The seasons have changed––spring is here, summer is on the way, and no film out right now better exudes the aura of love in the sunshine than Charline Bourgeois-Tacquet’s Anaïs in Love. Broke, behind on her rent, and considering breaking up with her boyfriend, thirtysomething Anaïs (Anaïs Demoustier) doesn’t quite know what she wants from life. Struggling to complete her thesis, she wanders aimlessly through the film’s first act––a free spirit with no sense of direction but capable of turning heads and drawing the attention of others wherever she goes. She’s like a manic pixie dream girl without the reductive qualities of the trope. Bourgeois-Tacquet creates in her lead an instantly recognizable portrait of a young woman right at that nexus point where not having your shit figured out is starting to look a little bit uncool.

In comes Daniel (Denis Podalydès), an older book publisher married to novelist Emilie (Valeria Bruni Tedeschi) who takes a shine to Anaïs. In one particularly pointed conversation in bed, Daniel explains to Anaïs how his relationship with Emilie began in an almost identical way to how their affair has started now. Somehow not finding that anecdote especially charming, Anaïs becomes less enamored with the sketchy older man and instead finds herself falling for Emilie. Played with an incandescent maturity and internal reservoir by Tedeschi, Emilie fascinates Anaïs without even trying, and the meat of this film involves the younger woman pursuing her object of affection. 

Though it’s easy to see how Anaïs in Love has drawn comparisons to The Worst Person in the World—both center on the swirling love life of an intelligent but indecisive young brunette—perhaps that line should be drawn a step further to one of Joachim Trier’s biggest influences: Éric Rohmer. Anaïs in Love has a burst of bright energy recalling the seasonal tales of the French director, matched by their examinations of the romantic entanglements of the artistic types who know how to hold a conversation almost as well as how to hold a lovelorn gaze. 

Bourgeois-Tacquet’s debut announces herself as a filmmaker to watch; Anaïs proves just as major a calling card for its leading lady. That’s not to say Demoustier is a newcomer by any means. The 34-year-old has been appearing in films since she was 12, collaborating with directors as notable as Michael Haneke (Time of the Wolf), Christophe Honoré (The Most Beautiful Person), and François Ozon (The New Girlfriend). Somehow that makes it even more impressive that her performance here plays like such a “star is born” moment, a presence we’ve been desperately in need of to own a film the way she does. This is where that Worst Person in the World comparison feels most apt: Demoustier lives and breathes this role with an open sincerity akin to Renate Reinsve’s lauded performance.

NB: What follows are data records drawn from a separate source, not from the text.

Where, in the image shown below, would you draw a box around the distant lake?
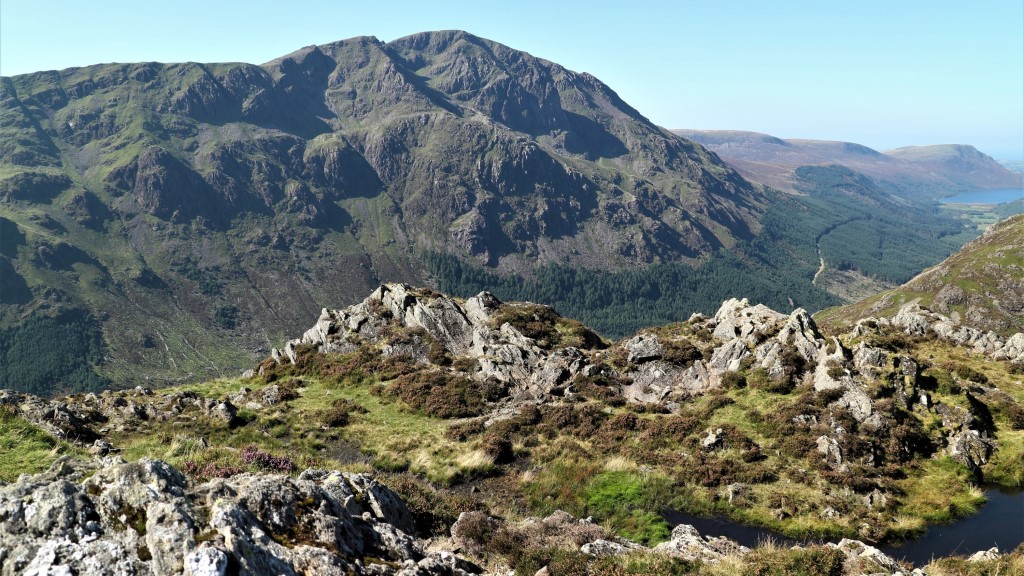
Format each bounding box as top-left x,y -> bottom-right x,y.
942,188 -> 1024,204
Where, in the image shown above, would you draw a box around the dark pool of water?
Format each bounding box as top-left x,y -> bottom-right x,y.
665,487 -> 1024,566
942,188 -> 1024,204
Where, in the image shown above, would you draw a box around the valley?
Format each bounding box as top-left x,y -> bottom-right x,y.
0,32 -> 1019,394
0,31 -> 1024,576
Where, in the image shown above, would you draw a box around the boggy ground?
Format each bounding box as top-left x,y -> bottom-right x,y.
0,287 -> 1024,574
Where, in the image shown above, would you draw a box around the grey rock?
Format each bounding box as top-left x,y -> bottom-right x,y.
653,524 -> 750,563
580,538 -> 646,558
623,334 -> 663,364
185,546 -> 227,576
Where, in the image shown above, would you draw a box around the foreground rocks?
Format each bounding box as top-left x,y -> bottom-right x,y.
0,457 -> 479,576
272,284 -> 1007,471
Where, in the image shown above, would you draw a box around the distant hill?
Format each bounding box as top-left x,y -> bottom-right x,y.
0,31 -> 767,389
673,130 -> 1024,198
816,214 -> 1024,335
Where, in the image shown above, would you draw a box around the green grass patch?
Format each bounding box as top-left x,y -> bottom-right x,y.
0,406 -> 80,482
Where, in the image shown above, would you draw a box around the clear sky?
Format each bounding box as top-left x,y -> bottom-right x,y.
0,0 -> 1024,160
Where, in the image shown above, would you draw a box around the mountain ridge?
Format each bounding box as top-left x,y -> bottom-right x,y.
673,129 -> 1024,198
0,32 -> 766,389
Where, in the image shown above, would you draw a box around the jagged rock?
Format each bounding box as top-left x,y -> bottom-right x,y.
185,546 -> 227,576
816,436 -> 844,469
967,546 -> 999,563
700,428 -> 722,452
713,298 -> 788,345
344,474 -> 416,534
653,524 -> 750,563
708,338 -> 751,372
0,457 -> 444,575
725,482 -> 751,504
947,429 -> 994,470
861,488 -> 889,508
623,334 -> 663,364
825,538 -> 900,574
853,342 -> 890,379
580,538 -> 646,558
775,308 -> 821,362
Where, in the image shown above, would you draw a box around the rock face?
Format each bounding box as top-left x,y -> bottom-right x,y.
0,458 -> 473,576
880,300 -> 1024,363
271,284 -> 601,404
0,31 -> 771,392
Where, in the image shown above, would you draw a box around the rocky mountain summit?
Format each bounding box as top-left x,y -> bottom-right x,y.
270,284 -> 1024,469
0,31 -> 767,388
0,284 -> 1024,575
0,457 -> 937,576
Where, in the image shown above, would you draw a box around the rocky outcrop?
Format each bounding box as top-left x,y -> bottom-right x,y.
0,457 -> 478,576
654,524 -> 751,563
857,300 -> 1024,363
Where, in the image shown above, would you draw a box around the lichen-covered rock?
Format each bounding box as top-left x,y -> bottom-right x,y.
653,524 -> 750,563
0,457 -> 452,576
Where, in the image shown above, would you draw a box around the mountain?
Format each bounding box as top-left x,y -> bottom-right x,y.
673,130 -> 1024,198
0,31 -> 767,389
0,284 -> 1024,576
818,214 -> 1024,336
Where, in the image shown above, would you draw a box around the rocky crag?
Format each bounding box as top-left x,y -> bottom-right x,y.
0,457 -> 937,576
271,284 -> 1024,468
0,284 -> 1024,575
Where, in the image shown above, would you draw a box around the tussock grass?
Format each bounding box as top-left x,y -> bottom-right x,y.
0,406 -> 81,482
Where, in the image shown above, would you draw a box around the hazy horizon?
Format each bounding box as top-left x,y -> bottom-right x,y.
0,0 -> 1024,161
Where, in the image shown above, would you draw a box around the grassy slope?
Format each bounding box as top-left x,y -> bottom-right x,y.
815,215 -> 1024,335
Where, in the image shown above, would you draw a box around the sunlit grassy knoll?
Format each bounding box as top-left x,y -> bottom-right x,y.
0,406 -> 82,482
898,456 -> 985,523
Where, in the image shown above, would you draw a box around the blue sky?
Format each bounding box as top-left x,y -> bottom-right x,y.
6,0 -> 1024,160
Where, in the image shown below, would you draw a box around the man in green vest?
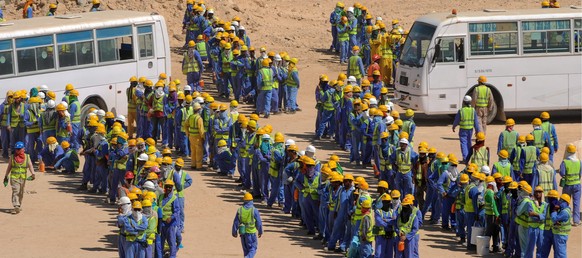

Bourgeois-Tacquet pulled a coup with her undeniable lead; were it not for the right casting choice in the title role, Anaïs in Love would have sunk. Demoustier totally understands this character in and out, taking us on this journey charged with mystery, eroticism, and buoyant self-discovery every step of the way. It’s a film that keeps you leaning in all the way until its jubilant finale, a crescendo that has been appropriately built to with every step preceding it. There’s something unexpected about the way Anaïs in Love pulls you in, with its airiness making it exactly the right film to watch at this moment as the sundresses are coming out and few things feel better than reading a good book in the grass. Some movies just feel like spring; Anaïs in Love is certainly one. 

Anaïs in Love is now playing in theaters and arrives digitally on May 6.